Higher Ed Budget Bill Advances; Tuition Hikes Predicted
Budget writers at the capitol have found a way to squeeze a few million dollars out of the education budget, in order to boost appropriations for the Regents universities.
Even so, education advocates are calling funding for the schools woefully inadequate.
Under the budget that now goes to the full House for debate, funding for the three universities will go up by a total of about $6 million, less than a third of their request.
That amounts to a raise of less than one percent for the University of Iowa and one-point-two percent for Iowa State.
That follows small or nonexistent increases last year.
University of Northern Iowaa’s appropriation will go up by just under three percent.
Sen. Brian Schoenjahn (D-Arlington), co-chair of the budget panel, said without raising taxes they had less than five million dollars of new money to stretch across a billion dollar budget.
“That’s what we did with the precious resources we had,” Schoenjahn said. “I know across the board it’s not enough.”
“I don’t think anybody got what they needed or think they needed, but we did the best we can with the resources that we have,” added Rep. Cecil Dolocheck (R-Mount Ayr).
Officials are predicting tuition hikes.
Regents President Bruce Rastetter says the board will immediately begin discussing a tuition increase at each of the three universities for this fall.
“The board’s goal was to be able to freeze tuition if we received state appropriations as requested,” Rastetter said in a statement.

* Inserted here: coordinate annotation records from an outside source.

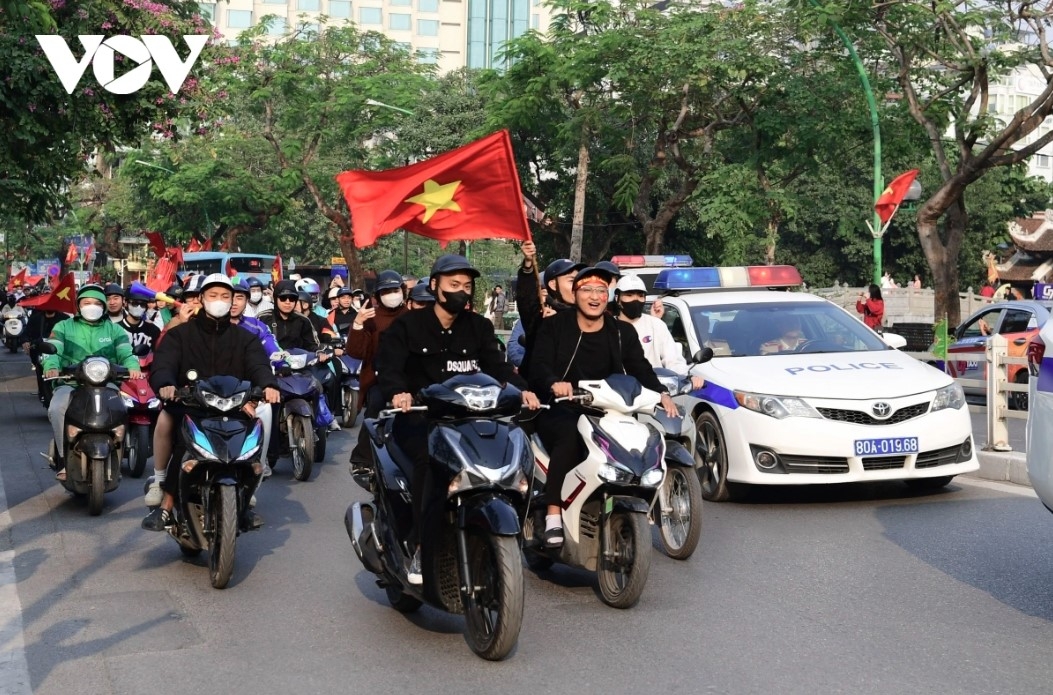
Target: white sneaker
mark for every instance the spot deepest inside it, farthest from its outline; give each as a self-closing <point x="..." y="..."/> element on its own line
<point x="154" y="494"/>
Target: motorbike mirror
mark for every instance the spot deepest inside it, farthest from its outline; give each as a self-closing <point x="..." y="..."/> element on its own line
<point x="703" y="355"/>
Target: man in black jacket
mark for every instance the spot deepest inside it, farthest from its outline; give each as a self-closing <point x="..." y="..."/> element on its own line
<point x="210" y="344"/>
<point x="585" y="343"/>
<point x="429" y="346"/>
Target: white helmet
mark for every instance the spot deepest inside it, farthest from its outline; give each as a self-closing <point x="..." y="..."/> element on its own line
<point x="631" y="283"/>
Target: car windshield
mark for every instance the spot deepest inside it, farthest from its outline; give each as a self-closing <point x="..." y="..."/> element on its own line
<point x="780" y="329"/>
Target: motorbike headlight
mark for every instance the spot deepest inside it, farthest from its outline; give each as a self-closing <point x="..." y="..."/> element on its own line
<point x="97" y="370"/>
<point x="223" y="404"/>
<point x="479" y="398"/>
<point x="949" y="396"/>
<point x="777" y="406"/>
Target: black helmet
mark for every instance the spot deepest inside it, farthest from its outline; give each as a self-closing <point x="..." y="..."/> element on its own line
<point x="452" y="263"/>
<point x="388" y="280"/>
<point x="285" y="289"/>
<point x="421" y="294"/>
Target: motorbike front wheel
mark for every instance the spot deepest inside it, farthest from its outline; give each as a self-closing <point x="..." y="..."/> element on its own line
<point x="224" y="533"/>
<point x="97" y="469"/>
<point x="494" y="616"/>
<point x="680" y="524"/>
<point x="623" y="574"/>
<point x="138" y="451"/>
<point x="301" y="445"/>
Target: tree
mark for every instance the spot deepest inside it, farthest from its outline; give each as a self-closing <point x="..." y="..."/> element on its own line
<point x="306" y="96"/>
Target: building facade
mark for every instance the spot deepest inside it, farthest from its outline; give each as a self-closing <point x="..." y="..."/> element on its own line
<point x="451" y="34"/>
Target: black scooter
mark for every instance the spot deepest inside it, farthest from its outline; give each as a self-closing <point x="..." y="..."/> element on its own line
<point x="480" y="472"/>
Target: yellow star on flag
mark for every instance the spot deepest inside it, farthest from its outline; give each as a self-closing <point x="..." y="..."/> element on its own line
<point x="437" y="196"/>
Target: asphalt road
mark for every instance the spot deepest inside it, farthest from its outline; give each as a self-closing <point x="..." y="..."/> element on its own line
<point x="867" y="589"/>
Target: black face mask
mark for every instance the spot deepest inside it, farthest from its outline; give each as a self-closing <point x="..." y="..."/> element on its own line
<point x="632" y="310"/>
<point x="455" y="302"/>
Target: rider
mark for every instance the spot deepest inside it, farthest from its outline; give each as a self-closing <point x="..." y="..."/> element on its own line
<point x="388" y="304"/>
<point x="429" y="346"/>
<point x="585" y="343"/>
<point x="210" y="344"/>
<point x="87" y="334"/>
<point x="657" y="341"/>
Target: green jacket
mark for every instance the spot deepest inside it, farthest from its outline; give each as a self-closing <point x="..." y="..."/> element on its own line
<point x="77" y="339"/>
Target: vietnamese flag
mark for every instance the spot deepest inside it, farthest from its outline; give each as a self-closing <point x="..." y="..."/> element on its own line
<point x="62" y="298"/>
<point x="889" y="201"/>
<point x="469" y="193"/>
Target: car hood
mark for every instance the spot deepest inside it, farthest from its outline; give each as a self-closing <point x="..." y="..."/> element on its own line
<point x="879" y="374"/>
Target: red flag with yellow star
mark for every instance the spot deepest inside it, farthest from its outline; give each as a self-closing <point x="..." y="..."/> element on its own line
<point x="469" y="193"/>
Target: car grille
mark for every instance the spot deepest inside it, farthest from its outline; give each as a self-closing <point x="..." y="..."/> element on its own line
<point x="938" y="457"/>
<point x="859" y="417"/>
<point x="883" y="462"/>
<point x="814" y="463"/>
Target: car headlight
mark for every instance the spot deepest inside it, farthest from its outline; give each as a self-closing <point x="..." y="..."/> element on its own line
<point x="220" y="403"/>
<point x="97" y="370"/>
<point x="777" y="406"/>
<point x="479" y="398"/>
<point x="949" y="396"/>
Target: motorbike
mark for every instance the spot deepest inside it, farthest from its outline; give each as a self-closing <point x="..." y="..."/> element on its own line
<point x="14" y="326"/>
<point x="143" y="408"/>
<point x="94" y="430"/>
<point x="609" y="495"/>
<point x="479" y="477"/>
<point x="302" y="439"/>
<point x="219" y="448"/>
<point x="678" y="511"/>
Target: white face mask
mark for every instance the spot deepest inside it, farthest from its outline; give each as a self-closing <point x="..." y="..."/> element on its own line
<point x="92" y="312"/>
<point x="217" y="309"/>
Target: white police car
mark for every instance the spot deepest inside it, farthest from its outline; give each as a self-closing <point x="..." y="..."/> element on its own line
<point x="800" y="392"/>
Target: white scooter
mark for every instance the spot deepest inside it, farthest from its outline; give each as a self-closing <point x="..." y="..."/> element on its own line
<point x="608" y="496"/>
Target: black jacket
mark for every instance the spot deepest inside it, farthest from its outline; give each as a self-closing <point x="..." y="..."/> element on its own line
<point x="212" y="348"/>
<point x="416" y="352"/>
<point x="556" y="343"/>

The billion dollar budget includes higher education along with a variety of K-12 and other programs.
To win a little extra for higher education, lawmakers trimmed administration costs, phased out state help for online classes, and lowered funding for National Guard tuition assistance because of decreased demand. Guard officials say fewer soldiers and airmen are returning from overseas deployment.
The National Guard savings made possible a three million dollar increase for community colleges.